The American Hospital Association (AHA), an organization that leads, represents and serves hospitals, health systems and other related organizations that are accountable to the community and committed to health improvement, offers good advice for how such issues can be alleviated for consumers who have insurance through the ACA marketplace.
“Everyone needs to play a role in helping consumers navigate the complicated heath care delivery system,” Marie Watteau, vice president of media relations and digital media at AHA, recently told Patient Daily.
Watteau explained that outside of consumer initiative, it is important that insurers help clearly inform patients of their policy limitations.
“Insurers have the primary responsibility for making sure their network or availability of providers is adequate and that they include hospital-based physicians in their directories and on their websites,” she said. “And they communicate those parameters to consumers.”
Watteau further explained that hospitals are also responsible for informing the patient, so such billing surprises do not occur without knowledge or consent.
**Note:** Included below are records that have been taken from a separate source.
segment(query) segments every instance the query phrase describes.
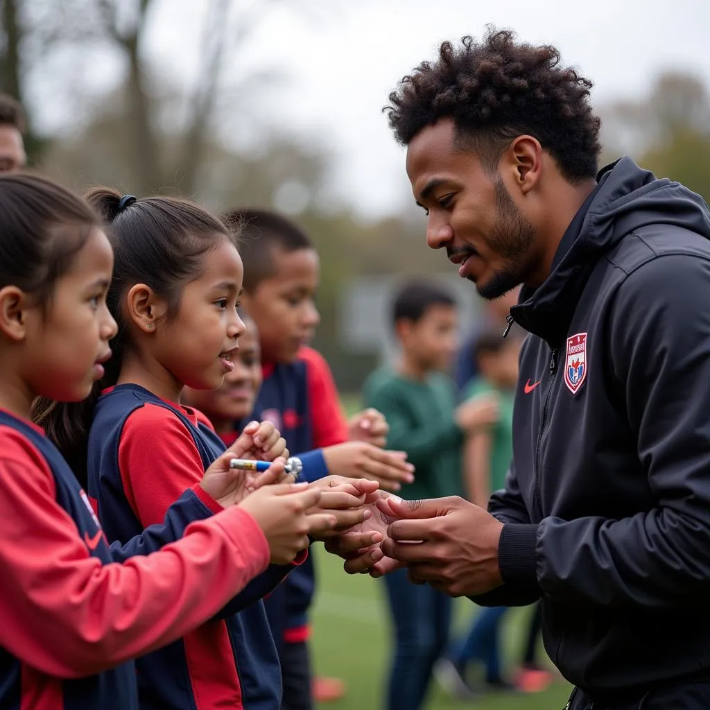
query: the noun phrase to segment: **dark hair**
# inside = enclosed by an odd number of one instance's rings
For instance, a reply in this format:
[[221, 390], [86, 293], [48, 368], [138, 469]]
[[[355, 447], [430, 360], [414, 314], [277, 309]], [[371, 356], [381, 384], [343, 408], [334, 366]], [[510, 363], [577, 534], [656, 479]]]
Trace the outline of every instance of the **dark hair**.
[[434, 305], [456, 305], [456, 300], [442, 287], [427, 281], [410, 281], [397, 291], [392, 304], [392, 321], [416, 322]]
[[589, 104], [592, 82], [559, 61], [555, 47], [521, 44], [489, 27], [481, 42], [444, 42], [438, 60], [405, 76], [384, 110], [403, 145], [452, 119], [457, 143], [478, 153], [491, 175], [511, 141], [532, 136], [574, 184], [596, 174], [600, 121]]
[[14, 285], [46, 306], [100, 224], [84, 200], [46, 178], [0, 175], [0, 288]]
[[312, 249], [308, 235], [290, 219], [267, 209], [234, 209], [222, 219], [239, 234], [239, 253], [244, 263], [244, 290], [253, 293], [275, 273], [272, 251]]
[[80, 403], [42, 399], [35, 408], [35, 420], [72, 465], [82, 483], [86, 479], [86, 447], [96, 400], [102, 390], [116, 383], [124, 353], [130, 347], [121, 302], [131, 287], [145, 283], [167, 300], [166, 317], [180, 310], [182, 287], [198, 278], [205, 255], [222, 239], [233, 239], [227, 226], [192, 202], [174, 197], [124, 200], [121, 194], [96, 187], [87, 200], [109, 225], [114, 249], [114, 275], [107, 296], [111, 315], [119, 325], [111, 343], [113, 356], [106, 375], [94, 384], [91, 395]]
[[13, 126], [20, 133], [25, 132], [25, 112], [9, 94], [0, 94], [0, 126]]

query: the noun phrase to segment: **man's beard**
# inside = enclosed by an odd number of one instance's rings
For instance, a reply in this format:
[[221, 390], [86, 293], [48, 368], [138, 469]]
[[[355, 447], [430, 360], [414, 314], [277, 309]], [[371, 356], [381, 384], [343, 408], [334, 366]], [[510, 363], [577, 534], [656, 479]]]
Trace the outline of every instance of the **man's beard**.
[[[523, 283], [525, 263], [535, 241], [535, 229], [513, 201], [500, 175], [496, 178], [496, 224], [486, 238], [490, 250], [503, 258], [503, 268], [484, 284], [476, 284], [479, 295], [493, 300]], [[473, 280], [469, 277], [470, 280]]]

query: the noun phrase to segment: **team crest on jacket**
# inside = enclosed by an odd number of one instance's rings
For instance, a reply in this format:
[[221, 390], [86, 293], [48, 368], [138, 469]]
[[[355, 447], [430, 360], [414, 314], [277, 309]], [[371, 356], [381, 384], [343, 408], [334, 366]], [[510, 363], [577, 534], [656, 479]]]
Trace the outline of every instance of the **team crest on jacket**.
[[573, 395], [586, 379], [586, 333], [577, 333], [567, 338], [564, 359], [564, 384]]

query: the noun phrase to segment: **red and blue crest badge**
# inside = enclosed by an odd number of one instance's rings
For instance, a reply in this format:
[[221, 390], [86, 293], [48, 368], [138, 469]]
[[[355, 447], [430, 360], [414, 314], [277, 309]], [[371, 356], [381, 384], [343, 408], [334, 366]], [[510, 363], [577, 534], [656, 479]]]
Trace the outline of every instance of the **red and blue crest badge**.
[[564, 384], [573, 395], [586, 379], [586, 333], [577, 333], [567, 338], [564, 359]]

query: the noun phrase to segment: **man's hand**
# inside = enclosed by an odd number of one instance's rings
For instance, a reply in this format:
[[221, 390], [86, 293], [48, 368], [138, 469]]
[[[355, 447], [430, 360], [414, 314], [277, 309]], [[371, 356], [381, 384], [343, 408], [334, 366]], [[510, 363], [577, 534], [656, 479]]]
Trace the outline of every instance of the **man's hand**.
[[350, 441], [367, 442], [383, 449], [387, 443], [387, 432], [390, 425], [381, 412], [371, 407], [353, 415], [348, 422], [348, 438]]
[[451, 596], [483, 594], [503, 584], [498, 559], [503, 523], [483, 508], [458, 496], [378, 505], [398, 518], [381, 543], [384, 558], [406, 564], [410, 579]]
[[367, 574], [373, 577], [382, 577], [402, 567], [400, 562], [386, 557], [381, 542], [387, 537], [389, 525], [395, 518], [386, 512], [386, 503], [381, 508], [378, 501], [388, 499], [401, 501], [385, 491], [375, 491], [366, 497], [363, 508], [370, 512], [361, 523], [354, 525], [337, 537], [331, 537], [325, 543], [325, 549], [333, 555], [343, 557], [344, 569], [349, 574]]

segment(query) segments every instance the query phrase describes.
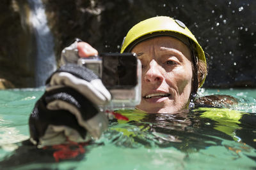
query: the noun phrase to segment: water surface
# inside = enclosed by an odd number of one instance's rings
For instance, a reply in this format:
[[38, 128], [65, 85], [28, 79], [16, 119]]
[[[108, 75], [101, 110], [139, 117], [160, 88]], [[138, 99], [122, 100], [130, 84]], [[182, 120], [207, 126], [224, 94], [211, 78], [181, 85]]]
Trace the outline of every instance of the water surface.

“Hospitals also play a role by informing patients that they may be treated by non-network physicians that are not employed by the hospital when the patients are in the facility,” she said. “The AHA was part of the Patient Financial Interactions Best Practices Project, because it is important to have guidance that helps hospitals assist patients with sensitive financial interactions.”
There are also ways each state can protect those who may have no choice but to accept out-of-network treatments while they are in the hospital.
“Many states, such as New York and Texas, have implemented policies that are far preferable for consumers than those proposed in the U.S. Congress and include such things as requiring transparency and disclosures from insurers and providers, restricting balance billing of consumers and initiating an arbitration process to determine physician payment,” Watteau said. “Such state-based solutions provide the relief consumers need and offer an outlet to settle amicably out-of-network bills.”